Smart contract risk#
Pools are only as safe as their code. Uniswap contracts have been extensively audited and have held billions without exploit, but forks and newer protocols carry higher risk. Rug pulls – where a malicious token contract drains the pool – are a real threat for pools involving unvetted tokens.
Concentration risk#
In concentrated-liquidity pools (Uniswap V3+), LPs choose a price range. If the market price moves outside that range, the position earns zero fees and is fully converted into the less valuable token. Active management or automated position managers become necessary.

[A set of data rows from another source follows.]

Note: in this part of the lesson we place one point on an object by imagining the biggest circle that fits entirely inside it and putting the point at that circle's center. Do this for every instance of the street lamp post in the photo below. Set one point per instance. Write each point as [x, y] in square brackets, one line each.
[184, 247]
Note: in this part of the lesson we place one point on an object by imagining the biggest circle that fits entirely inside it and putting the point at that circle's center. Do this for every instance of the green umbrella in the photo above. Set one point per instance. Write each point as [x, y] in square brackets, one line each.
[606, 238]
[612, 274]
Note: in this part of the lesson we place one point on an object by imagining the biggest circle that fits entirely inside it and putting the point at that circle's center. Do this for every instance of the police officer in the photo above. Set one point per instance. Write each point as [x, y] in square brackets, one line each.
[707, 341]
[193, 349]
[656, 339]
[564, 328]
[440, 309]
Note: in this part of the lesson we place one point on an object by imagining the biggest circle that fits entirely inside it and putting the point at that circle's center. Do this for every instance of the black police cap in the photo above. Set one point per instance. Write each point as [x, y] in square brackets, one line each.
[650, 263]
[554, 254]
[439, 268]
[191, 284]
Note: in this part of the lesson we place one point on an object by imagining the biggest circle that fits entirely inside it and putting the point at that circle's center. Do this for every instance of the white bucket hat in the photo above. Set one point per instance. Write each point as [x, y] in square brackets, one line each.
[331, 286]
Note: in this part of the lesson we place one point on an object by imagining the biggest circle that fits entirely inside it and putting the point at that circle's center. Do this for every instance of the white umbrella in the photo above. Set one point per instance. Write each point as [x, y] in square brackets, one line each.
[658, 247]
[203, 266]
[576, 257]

Pool types beyond constant product#
| Type | How it works | Good for |
|---|---|---|
| Constant product | x * y = k – simple, universal |
General-purpose token pairs |
| StableSwap (Curve) | Blends constant-sum and constant-product | Stablecoins, like-kind assets |
| Weighted (Balancer) | Multi-token pools with custom weights (e.g., 80/20) | Index-like exposure, reduced IL for certain weightings |
| Concentrated liquidity | LPs provide liquidity in a chosen price range | Capital-efficient trading on active pairs |
Use cases beyond trading#
Liquidity pools are the building block for much of DeFi:
- Yield farming – protocols incentivize LPs with additional token rewards on top of trading fees.
- Lending – platforms like Aave and Compound use pool-based models where depositors supply tokens that borrowers draw from.
- Synthetic assets – protocols use pools to maintain collateral backing for synthetic tokens.